With good reason. There’s policy at stake. Ballot initiatives in three very red states—Utah, Nebraska, and Idaho—are seeking to expand Medicaid coverage to more than 300,000 people. “What we’re seeing is that health care doesn’t have to be partisan,” said Jonathan Schleifer, the executive director of the Fairness Project, an advocacy group that has supported the initiatives. “The Medicaid expansion has enormous bipartisan appeal because it’s the compassionate thing to do and the fiscally responsible thing to do.” In Washington, Republicans continue to stand queasily behind their own vaporware-type plans to repeal the ACA and replace it with something smaller and worse, while at the same time chipping away at coverage through regulatory provisions and the courts.

The status quo remains fraught, too. Though the rate of American adults without insurance has dropped from 18.2 percent when the ACA passed to 10.3 percent as of 2016, nearly 30 million mostly lower-income people still lack coverage, putting their health at risk and leaving them vulnerable to bankruptcy as a result of a car accident or sudden illness. Moreover, the cost of coverage and care remains a heavy burden for millions of families, with the growth of out-of-pocket costs continuing to outstrip the growth in wages. “The debate is about this amorphous thing called ‘health care,’” said Drew Altman, the president of the Henry J. Kaiser Family Foundation. “The big crisis in health care now is a crisis of out-of-pocket costs for people who are sick.”

For Democrats, the pitch to those voters is straightforward: We are the party that will shore up the Affordable Care Act, maintain protections for preexisting conditions, and work to make coverage universal and affordable. For the first time in years, the party is defending a popular law rather than an unpopular one—and is doing so vocally, playing on voters’ very real fears that Republicans will take away their coverage. In Missouri, Senator Claire McCaskill is on a “Your Health Care, Your Vote” tour. In West Virginia, Senator Joe Manchin is pressing on health care, too, cutting an ad in which he blasts the lawsuit that would take away coverage for preexisting conditions with a shotgun.

For Republicans, the law’s sudden popularity—and their continual efforts to reduce coverage and increase costs—have made their campaign pitch a little harder.

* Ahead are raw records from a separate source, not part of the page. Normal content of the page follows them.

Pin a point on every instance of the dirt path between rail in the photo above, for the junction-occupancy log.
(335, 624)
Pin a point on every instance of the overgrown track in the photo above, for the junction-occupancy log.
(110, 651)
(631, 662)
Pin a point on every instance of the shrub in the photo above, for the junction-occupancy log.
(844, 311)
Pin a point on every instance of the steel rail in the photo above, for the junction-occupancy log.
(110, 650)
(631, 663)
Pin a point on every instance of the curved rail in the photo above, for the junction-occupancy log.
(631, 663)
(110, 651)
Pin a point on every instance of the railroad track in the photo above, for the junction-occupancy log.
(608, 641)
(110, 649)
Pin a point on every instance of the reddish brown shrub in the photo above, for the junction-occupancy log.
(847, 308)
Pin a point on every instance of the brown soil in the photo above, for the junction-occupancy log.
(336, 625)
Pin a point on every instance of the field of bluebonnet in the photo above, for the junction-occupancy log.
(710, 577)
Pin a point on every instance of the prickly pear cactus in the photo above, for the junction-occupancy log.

With no real health plan to run on, many have alighted on the bizarre argument that they would protect individuals with preexisting conditions. “The president’s health-care plan,” Sarah Sanders, the White House press secretary, told reporters last month, “covers preexisting conditions.” (That health plan does not exist in any real form.) Senator Dean Heller of Nevada, Senator Ted Cruz of Texas, Wisconsin Governor Scott Walker, and California Representative Dana Rohrabacher, among others, have gotten caught on both sides of the issue.

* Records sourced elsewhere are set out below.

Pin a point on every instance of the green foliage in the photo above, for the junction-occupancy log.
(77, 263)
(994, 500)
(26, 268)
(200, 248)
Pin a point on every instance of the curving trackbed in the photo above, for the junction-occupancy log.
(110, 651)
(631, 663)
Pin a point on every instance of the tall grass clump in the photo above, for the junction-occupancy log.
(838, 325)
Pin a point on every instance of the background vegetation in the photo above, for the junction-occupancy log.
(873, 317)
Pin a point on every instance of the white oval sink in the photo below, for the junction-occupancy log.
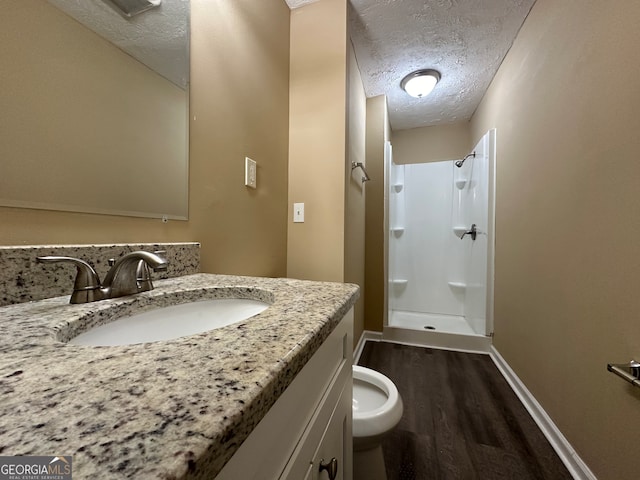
(171, 322)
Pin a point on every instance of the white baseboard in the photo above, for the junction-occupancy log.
(366, 335)
(560, 444)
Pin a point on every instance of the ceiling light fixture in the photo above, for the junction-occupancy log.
(130, 8)
(420, 83)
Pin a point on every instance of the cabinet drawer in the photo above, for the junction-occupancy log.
(328, 437)
(266, 452)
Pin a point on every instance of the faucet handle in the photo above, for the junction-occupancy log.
(161, 268)
(86, 287)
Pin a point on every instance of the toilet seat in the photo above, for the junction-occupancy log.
(384, 416)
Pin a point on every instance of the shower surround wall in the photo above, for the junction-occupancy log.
(439, 281)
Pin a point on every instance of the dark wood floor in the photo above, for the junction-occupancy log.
(461, 419)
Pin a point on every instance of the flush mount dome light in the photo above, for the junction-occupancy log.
(420, 83)
(130, 8)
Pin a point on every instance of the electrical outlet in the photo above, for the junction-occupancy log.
(250, 173)
(298, 213)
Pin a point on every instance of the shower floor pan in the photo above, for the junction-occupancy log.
(449, 332)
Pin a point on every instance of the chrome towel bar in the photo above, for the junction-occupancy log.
(365, 176)
(628, 371)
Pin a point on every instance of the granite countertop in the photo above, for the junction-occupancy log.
(171, 409)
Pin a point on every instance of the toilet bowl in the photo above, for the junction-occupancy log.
(377, 409)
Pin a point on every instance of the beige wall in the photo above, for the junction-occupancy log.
(233, 115)
(317, 140)
(565, 103)
(378, 131)
(432, 144)
(354, 246)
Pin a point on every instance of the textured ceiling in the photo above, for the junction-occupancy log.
(158, 37)
(298, 3)
(465, 40)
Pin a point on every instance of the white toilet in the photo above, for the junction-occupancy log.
(377, 409)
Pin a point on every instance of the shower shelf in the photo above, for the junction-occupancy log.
(461, 183)
(459, 231)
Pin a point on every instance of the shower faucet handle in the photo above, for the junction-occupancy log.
(473, 232)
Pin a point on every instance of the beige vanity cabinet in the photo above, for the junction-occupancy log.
(307, 433)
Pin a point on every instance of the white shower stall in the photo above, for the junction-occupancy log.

A more coherent if more fanciful Republican argument goes after Medicare for All, the Democrats’ long-term promise of providing universal public coverage. “They want to raid Medicare to pay for socialism,” Trump said at a rally in Indiana in August. Florida Governor Rick Scott, among other conservatives, has picked up the attack line. (So has the program’s federal administrator, Seema Verma, tweeting this week, “Medicare for All isn’t a joke. It’s a multi-trillion dollar drain on the American economy that will bankrupt future generations.”) But Democrats would need control of the House, Senate, and White House to turn that campaign slogan into policy reality—and at the same time, Republican leaders in Congress are promising to take another run at shrinking Medicaid and gutting Medicare.

With Trump in the White House and voters focused on the health-policy details, Democrats are running for something popular and against something unpopular. Republicans have no popular plan of their own, their proposals on the issue are unpopular, and they are grasping for something to run against. And Americans are voting.